Since MemSQL doesn’t support the UUID data type, what data type is best suited for UUID values?
I guess either BINARY(16) or VARBINARY(32)
Just like CockroachDB and Cloud Spanner, MemSQL will benefit by a random UUID rather than a optimised COMB version, right?
The image below shows benchmark for a single-node database. Apperantly, binary is only best for smaller data sets, so this makes me think a pure UUID version 4 stored in a VARBINARY(32) column is the best choice for many MemSQL use cases.
What is the metric being measured on the chart you shared? Can you share more details of your benchmark? In line with your findings, I would expect VARBINARY or BINARY type to be best for storing UUID data.
CockroachDB and Cloud Spanner distribute data via range sharding.
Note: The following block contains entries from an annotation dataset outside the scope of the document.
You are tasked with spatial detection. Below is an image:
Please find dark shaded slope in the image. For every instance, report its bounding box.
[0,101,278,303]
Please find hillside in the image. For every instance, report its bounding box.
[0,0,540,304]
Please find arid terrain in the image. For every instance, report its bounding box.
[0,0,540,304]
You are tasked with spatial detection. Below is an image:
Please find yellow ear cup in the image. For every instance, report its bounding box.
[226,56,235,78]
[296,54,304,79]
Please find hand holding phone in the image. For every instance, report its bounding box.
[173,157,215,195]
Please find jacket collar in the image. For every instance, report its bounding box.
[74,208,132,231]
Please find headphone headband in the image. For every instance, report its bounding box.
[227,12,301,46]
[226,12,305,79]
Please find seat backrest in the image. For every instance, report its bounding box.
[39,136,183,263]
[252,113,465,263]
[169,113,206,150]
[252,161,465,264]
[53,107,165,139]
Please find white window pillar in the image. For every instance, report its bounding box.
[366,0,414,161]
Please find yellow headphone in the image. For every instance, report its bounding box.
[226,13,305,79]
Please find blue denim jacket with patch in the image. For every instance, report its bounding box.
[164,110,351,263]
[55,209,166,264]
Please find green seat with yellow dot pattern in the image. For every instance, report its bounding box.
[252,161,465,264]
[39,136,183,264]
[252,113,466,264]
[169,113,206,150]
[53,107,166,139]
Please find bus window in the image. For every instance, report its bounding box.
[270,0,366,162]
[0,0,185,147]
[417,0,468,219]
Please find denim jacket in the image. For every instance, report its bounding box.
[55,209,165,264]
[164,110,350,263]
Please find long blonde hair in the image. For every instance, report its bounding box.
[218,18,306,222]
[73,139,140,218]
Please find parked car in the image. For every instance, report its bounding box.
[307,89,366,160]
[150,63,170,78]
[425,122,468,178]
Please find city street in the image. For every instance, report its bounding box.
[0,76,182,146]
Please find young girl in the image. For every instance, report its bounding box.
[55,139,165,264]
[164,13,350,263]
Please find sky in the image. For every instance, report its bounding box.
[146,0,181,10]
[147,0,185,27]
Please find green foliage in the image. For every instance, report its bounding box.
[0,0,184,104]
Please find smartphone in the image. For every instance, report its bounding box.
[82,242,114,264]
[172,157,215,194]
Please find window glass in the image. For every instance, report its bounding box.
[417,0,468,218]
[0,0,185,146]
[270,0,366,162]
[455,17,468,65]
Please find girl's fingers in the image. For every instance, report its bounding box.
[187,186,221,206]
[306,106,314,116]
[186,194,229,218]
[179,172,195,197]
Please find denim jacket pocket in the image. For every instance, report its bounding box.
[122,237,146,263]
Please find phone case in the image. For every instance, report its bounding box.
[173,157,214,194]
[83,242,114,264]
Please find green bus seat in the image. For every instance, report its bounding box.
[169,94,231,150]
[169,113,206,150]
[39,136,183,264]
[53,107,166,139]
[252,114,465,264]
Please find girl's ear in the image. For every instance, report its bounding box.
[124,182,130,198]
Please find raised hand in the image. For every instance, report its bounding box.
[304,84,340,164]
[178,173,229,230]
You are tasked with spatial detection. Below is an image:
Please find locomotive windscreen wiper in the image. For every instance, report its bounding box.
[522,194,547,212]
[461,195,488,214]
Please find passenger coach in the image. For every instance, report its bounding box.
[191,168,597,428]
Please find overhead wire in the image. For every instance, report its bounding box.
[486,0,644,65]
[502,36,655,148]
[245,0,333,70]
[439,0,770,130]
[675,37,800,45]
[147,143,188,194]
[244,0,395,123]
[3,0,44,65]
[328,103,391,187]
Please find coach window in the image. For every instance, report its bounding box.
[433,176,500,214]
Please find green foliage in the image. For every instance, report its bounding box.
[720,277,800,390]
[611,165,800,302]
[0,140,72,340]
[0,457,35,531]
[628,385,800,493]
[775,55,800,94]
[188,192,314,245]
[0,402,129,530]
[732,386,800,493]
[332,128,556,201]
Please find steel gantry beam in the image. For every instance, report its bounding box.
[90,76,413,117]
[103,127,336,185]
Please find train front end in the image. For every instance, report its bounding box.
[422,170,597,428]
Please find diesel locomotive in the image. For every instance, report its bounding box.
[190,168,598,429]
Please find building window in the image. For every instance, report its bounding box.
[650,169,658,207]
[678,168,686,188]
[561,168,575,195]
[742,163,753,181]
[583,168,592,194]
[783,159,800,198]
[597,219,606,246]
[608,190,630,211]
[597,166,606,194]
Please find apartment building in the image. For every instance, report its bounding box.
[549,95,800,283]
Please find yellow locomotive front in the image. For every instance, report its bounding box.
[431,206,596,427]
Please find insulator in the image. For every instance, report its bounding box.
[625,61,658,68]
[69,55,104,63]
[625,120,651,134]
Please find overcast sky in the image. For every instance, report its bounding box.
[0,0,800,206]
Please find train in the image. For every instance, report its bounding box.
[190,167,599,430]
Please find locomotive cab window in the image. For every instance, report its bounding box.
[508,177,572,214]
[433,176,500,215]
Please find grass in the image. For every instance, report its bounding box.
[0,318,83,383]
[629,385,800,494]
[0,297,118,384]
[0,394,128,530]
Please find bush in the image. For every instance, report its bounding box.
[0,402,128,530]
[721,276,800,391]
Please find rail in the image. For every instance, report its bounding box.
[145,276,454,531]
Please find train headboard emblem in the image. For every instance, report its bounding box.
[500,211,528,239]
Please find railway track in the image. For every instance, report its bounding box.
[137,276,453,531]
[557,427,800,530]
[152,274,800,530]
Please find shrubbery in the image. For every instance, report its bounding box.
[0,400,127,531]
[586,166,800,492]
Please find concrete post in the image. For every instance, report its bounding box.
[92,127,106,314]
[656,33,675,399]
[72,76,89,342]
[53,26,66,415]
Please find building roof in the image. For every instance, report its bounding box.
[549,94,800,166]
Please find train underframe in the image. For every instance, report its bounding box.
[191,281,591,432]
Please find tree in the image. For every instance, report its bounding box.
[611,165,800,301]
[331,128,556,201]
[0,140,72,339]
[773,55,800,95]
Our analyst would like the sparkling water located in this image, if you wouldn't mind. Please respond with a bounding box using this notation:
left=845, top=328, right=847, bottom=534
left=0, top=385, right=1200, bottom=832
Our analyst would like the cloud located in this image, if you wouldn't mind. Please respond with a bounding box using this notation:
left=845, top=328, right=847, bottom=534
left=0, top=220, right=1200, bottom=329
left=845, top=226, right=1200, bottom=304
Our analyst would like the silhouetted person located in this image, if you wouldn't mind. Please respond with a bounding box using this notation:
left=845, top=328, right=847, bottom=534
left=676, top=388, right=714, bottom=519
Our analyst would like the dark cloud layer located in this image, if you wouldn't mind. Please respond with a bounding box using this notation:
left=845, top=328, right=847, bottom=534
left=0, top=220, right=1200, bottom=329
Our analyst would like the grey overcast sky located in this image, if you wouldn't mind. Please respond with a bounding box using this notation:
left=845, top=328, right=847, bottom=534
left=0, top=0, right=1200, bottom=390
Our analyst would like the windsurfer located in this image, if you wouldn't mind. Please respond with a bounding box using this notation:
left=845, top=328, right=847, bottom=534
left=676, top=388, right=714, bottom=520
This means when using an optimized COMB UUID writes/reads of recent data would only hit a couple nodes. This is why random UUID’s work better since it prevents a specific node from getting overloaded. MemSQL distributes data via hash sharding and so doesn’t have this issue. As a result, from a data distribution perspective random UUID and COMB should be relatively equivalent.
From a storage perspective, I would expect COMB to be better in MemSQL since you will likely be indexing the UUID column in row store or sorting by it or a time dimension in columnstore. Since data would be arriving in a naturally sorted order, this would make it more efficient.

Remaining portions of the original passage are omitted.